Hello. I’ve tried other optimizers but this is same.

I’ve also write the code for the thing I discussed in the post before


%matplotlib inline
import matplotlib.pyplot as plt
import torch
import torch.nn as nn
import torch.nn.functional as F
import torch.optim as optim

def minus_log_likelihood(A,B):
    loss=0
    for i in range(A.shape[0]):
        for j in range(A.shape[1]):
            if B[i,j] > 0:
                loss+=A[i,j]+torch.log(B[i,j])
            else: 
                loss = loss
    return -loss

def four_to_two_dim(doc):
    doc = doc.view(doc.shape[1],doc.shape[2],doc.shape[3])
    doc = torch.cat((doc, torch.zeros(doc.shape[0],doc.shape[1],doc.shape[0]-1)),dim=2)
    for i in range(doc.shape[0]):
        for j in range(doc.shape[1]):
            doc[i,j,:]=torch.cat((doc[i,j,-i:],doc[i,j,0:-i]),dim=0)
    doc = torch.sum(doc,0)
    return doc

class Net(nn.Module):
    def __init__(self):
        super(Net, self).__init__()
        self.w_i = nn.Parameter(torch.ones(10,3,1,1), requires_grad = True)

    def forward(self, x):
        x = F.conv2d(x, self.w_i)
        x = four_to_two_dim(x)
        return x

net = Net()

A=torch.Tensor([[1,1,0,0,0],[0,4,30,1,0]])
B=torch.Tensor([[2,1,0,0,3],[4,5,0,0,0]])
C=torch.Tensor([[1,1,20,10,0],[0,4,1,1,0]])

A=A/A.sum()
B=B/B.sum()
C=C/C.sum()

input = torch.zeros(1,3,2,5)
input[0,0,]=A
input[0,1,]=B
input[0,2,]=C

true_weigts = torch.zeros(10,3,1,1)
true_weights[0,2,0,0]=1
true_weights[3,0,0,0]=1
true_weights[7,2,0,0]=1

obs = torch.nn.functional.conv2d(input, true_weights)
obs = four_to_two_dim(obs)
obs = torch.distributions.multinomial.Multinomial(3000,obs).sample()

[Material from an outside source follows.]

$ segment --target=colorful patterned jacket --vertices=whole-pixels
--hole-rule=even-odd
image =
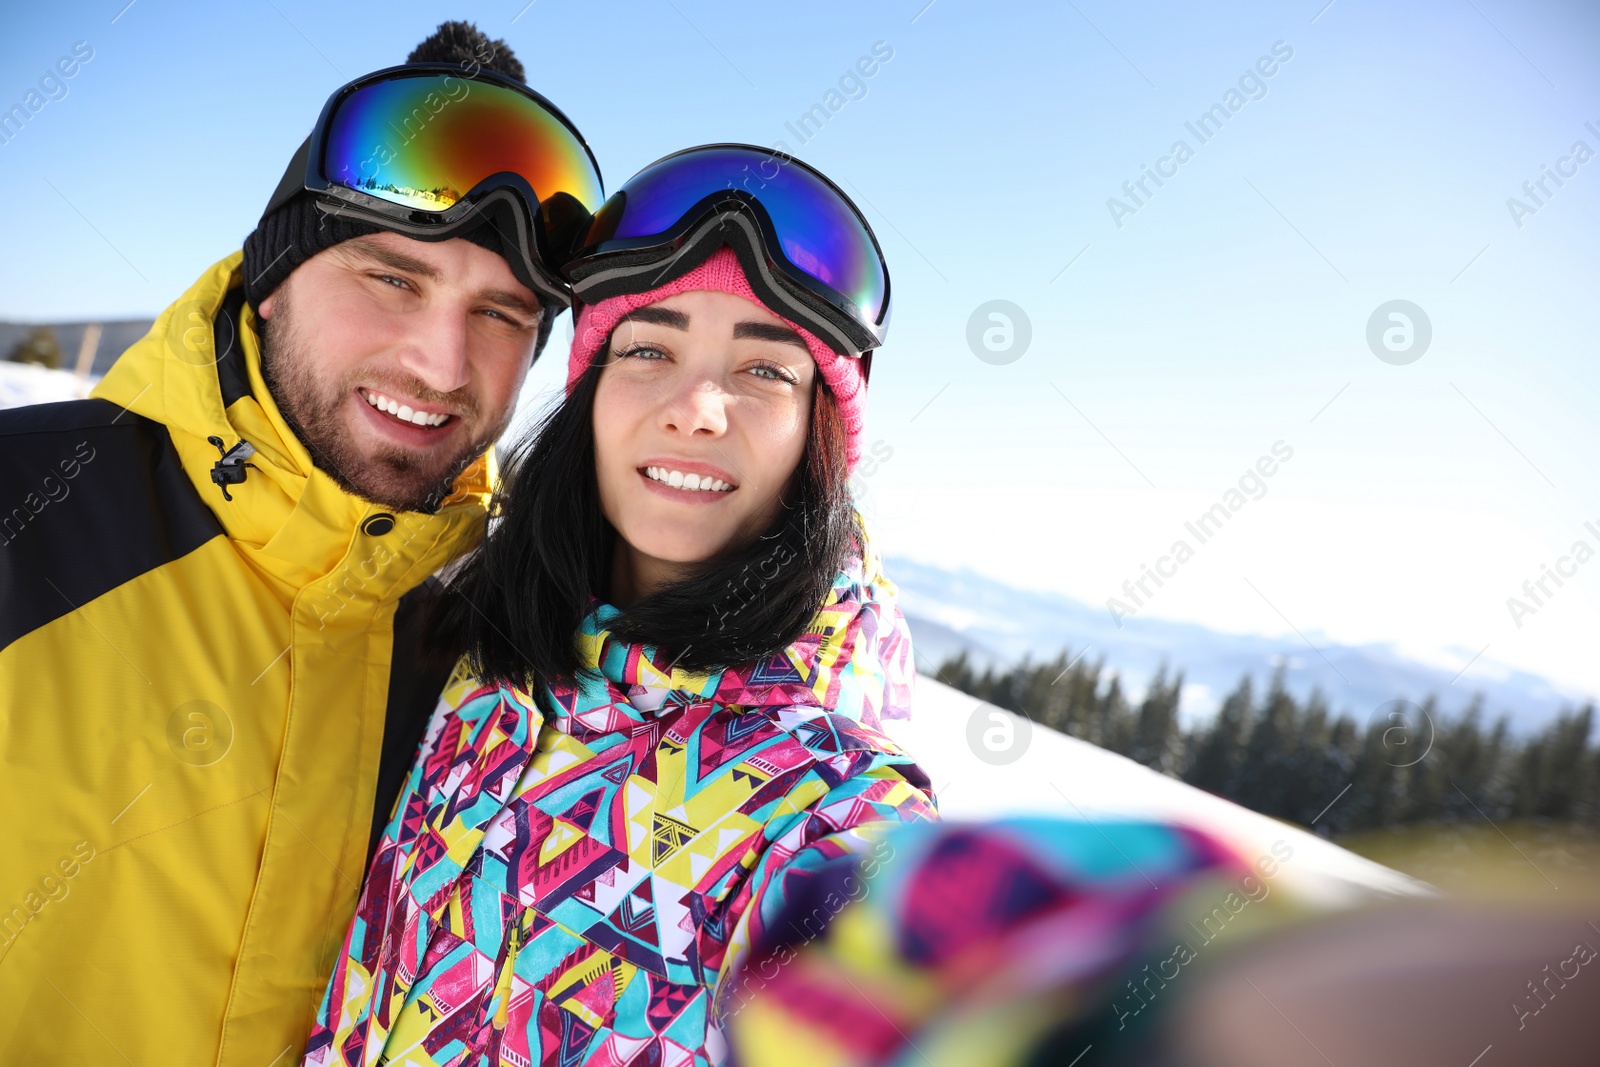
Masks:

criterion = minus_log_likelihood
optimizer = optim.SGD(net.parameters(), lr=0.01)
# optimizer = optim.Adam(net.parameters())

for epoch in range(50000):
    if epoch % 5000 == 0: 
        print(epoch)
    optimizer.zero_grad()   # zero the gradient buffers
    output = net(input)
    loss = criterion(obs,output)
    loss.backward()
    optimizer.step()    # Does the update

print("learnt weights:")
test = list(net.parameters())[0].detach()
print(test.view(test.shape[0],test.shape[1]))

print("true weights:")
print(true_weights.view(true_weights.shape[0],true_weights.shape[1]))

but with learnt weights =
([[ 26.6613, 54.1032, 36.4842],
[ 24.9853, 34.6588, 29.3577],
[ 24.1140, 25.9870, 25.9867],
[ 23.9944, 25.5071, 27.3805],
[ 23.8598, 25.1517, 27.7695],
[ 23.9057, 25.1781, 27.8207],
[ 23.6072, 26.0832, 27.1767],
[ 22.1335, 25.3652, 27.1994],
[ 23.1807, 30.0675, 28.5578],
[ 39.4541, 42.3686, 45.3418]])
and true weights=
([[ 0., 0., 1.],
[ 0., 0., 0.],
[ 0., 0., 0.],
[ 1., 0., 0.],
[ 0., 0., 0.],
[ 0., 0., 0.],
[ 0., 0., 0.],
[ 0., 0., 1.],
[ 0., 0., 0.],
[ 0., 0., 0.]])
I don’t know if I can say this a success lol.